Crushed Rock is an abandoned quarry in Mpape, Abuja, the capital of Nigeria. The quarry was opened in 1977, just a year after the decision to relocate Nigeria's capital to Abuja from Lagos. During the 1980s the quarry provided much of the stone for the construction of the new city. It has been abandoned since at least 2010. The quarry and quarry lake are now a popular tourist location.

== History ==
The quarry was operated by Crushed Rock Industries (Nigeria) Limited, which was incorporated on 13 May 1977. The quarry was created after the 1976 decision to relocate the capital of Nigeria to Abuja from Lagos. The quarry was heavily utilised during the 1980s when it, and others in Mpape, supplied much of the stone required for the construction of new buildings in the city.
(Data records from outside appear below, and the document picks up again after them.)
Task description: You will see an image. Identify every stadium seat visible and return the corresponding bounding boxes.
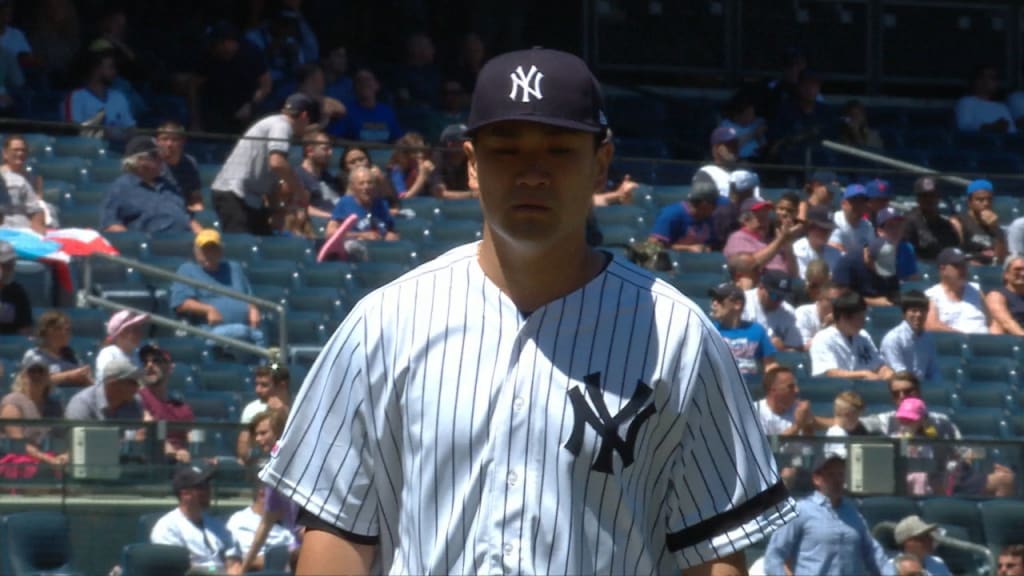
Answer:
[979,498,1024,553]
[121,542,191,576]
[0,511,76,576]
[50,136,106,160]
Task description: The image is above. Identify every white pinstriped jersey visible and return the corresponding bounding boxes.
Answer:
[261,239,794,574]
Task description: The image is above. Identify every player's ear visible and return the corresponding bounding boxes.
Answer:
[462,140,480,190]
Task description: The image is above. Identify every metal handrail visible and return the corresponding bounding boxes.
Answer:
[82,253,288,361]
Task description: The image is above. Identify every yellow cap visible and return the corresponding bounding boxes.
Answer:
[196,228,220,248]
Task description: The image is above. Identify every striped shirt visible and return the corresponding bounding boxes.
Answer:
[261,239,795,574]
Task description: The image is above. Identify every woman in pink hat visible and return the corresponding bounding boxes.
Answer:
[95,310,150,383]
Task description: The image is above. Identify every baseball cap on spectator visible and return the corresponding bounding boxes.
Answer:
[729,170,761,191]
[467,48,608,134]
[125,136,157,156]
[708,282,746,301]
[282,92,319,124]
[171,465,216,493]
[843,184,867,200]
[106,310,150,340]
[893,515,939,546]
[913,176,938,196]
[967,179,994,198]
[936,248,967,266]
[196,228,221,248]
[896,397,928,422]
[806,206,836,230]
[711,126,739,147]
[0,240,17,264]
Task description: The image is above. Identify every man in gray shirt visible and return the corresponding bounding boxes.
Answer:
[211,92,319,236]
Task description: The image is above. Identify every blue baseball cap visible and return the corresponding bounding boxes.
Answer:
[967,180,993,198]
[843,184,867,200]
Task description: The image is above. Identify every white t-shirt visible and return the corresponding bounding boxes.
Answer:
[742,288,804,348]
[227,506,295,558]
[793,237,843,278]
[150,508,242,571]
[956,96,1017,132]
[810,326,884,376]
[925,282,988,334]
[754,398,797,436]
[828,210,874,253]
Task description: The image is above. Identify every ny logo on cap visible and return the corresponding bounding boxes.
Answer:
[509,66,544,102]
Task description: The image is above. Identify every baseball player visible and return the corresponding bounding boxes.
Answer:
[261,49,795,574]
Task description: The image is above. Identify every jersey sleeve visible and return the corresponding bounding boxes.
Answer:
[666,319,795,569]
[260,305,379,544]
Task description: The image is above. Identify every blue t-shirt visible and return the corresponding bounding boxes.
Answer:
[712,320,775,374]
[331,195,394,234]
[171,260,253,325]
[650,202,714,246]
[327,101,402,142]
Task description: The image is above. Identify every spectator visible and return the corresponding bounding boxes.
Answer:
[722,198,803,276]
[765,454,886,576]
[925,248,988,334]
[22,310,92,386]
[985,253,1024,336]
[712,166,761,250]
[956,65,1017,133]
[793,206,843,278]
[694,126,739,198]
[95,310,150,382]
[882,290,939,381]
[99,136,203,234]
[725,252,761,292]
[65,358,144,416]
[754,365,829,436]
[211,92,319,236]
[236,366,292,463]
[171,229,266,346]
[188,22,273,133]
[743,270,804,351]
[227,479,298,574]
[903,176,959,260]
[324,46,355,102]
[138,344,196,464]
[833,238,899,306]
[810,292,893,380]
[328,69,402,142]
[239,410,303,573]
[882,515,952,576]
[797,170,843,220]
[719,92,768,160]
[150,465,242,574]
[0,134,48,235]
[708,282,775,376]
[0,363,68,471]
[794,282,842,349]
[860,371,961,440]
[649,172,719,252]
[949,180,1007,264]
[828,184,874,254]
[157,120,203,214]
[387,132,437,198]
[0,240,32,336]
[996,544,1024,576]
[839,100,885,150]
[62,51,135,136]
[295,128,341,218]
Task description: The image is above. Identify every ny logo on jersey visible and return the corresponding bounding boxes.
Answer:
[509,66,544,102]
[564,372,655,474]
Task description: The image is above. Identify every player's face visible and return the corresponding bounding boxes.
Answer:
[465,121,611,247]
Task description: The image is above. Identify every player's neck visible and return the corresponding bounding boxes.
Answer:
[478,230,605,314]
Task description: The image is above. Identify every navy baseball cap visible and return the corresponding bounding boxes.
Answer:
[467,48,608,134]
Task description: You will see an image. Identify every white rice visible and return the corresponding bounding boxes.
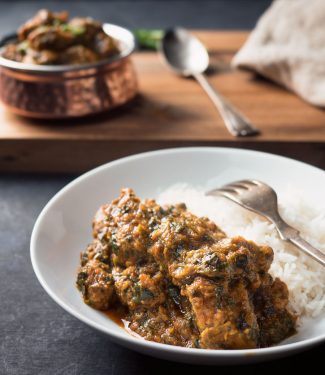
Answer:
[157,184,325,318]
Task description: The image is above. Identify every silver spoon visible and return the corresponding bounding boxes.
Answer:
[160,28,259,136]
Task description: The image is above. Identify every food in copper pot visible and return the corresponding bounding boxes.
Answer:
[2,9,119,65]
[77,189,296,349]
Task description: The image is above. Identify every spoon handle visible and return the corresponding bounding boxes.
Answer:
[193,74,259,137]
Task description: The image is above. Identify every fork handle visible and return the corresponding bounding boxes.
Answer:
[269,214,325,266]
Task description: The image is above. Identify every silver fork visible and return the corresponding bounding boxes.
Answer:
[206,180,325,266]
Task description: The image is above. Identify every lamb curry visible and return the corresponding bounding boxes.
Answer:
[77,189,296,349]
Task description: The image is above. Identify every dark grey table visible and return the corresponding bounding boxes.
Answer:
[0,0,325,375]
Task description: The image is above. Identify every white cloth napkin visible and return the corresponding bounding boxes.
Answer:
[233,0,325,106]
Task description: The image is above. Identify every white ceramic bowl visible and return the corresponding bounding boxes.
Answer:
[31,148,325,364]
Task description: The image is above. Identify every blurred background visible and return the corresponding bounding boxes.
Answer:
[0,0,272,34]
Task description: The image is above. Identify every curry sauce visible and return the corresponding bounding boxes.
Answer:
[77,189,296,349]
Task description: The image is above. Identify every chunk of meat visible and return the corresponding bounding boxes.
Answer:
[253,275,296,346]
[17,9,69,41]
[28,26,74,51]
[75,189,295,349]
[113,264,166,310]
[182,277,259,349]
[77,260,115,310]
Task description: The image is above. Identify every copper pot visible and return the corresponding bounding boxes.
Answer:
[0,24,137,118]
The quarry is in the nearby neighbourhood of Mpape (which means "rock" in the Gwari language).

== After closure ==
The quarry has been closed since at least 2010. The quarry flooded, forming a quarry lake, due to the workers striking an aquifer. The site experienced rock tremors as recently as late 2018. Some abandoned mining machinery lies within the lake.

In recent times it has become a popular location for tourists and locals in the city. The lake and high cliffs make it an attractive hiking location. A lockdown imposed in Nigeria because of the 2020 COVID-19 pandemic increased the site's popularity as people were banned from travelling to destinations farther afield. Paths lead to a high-level grassy plateau, popular for picnics, and to the edge of the quarry lake.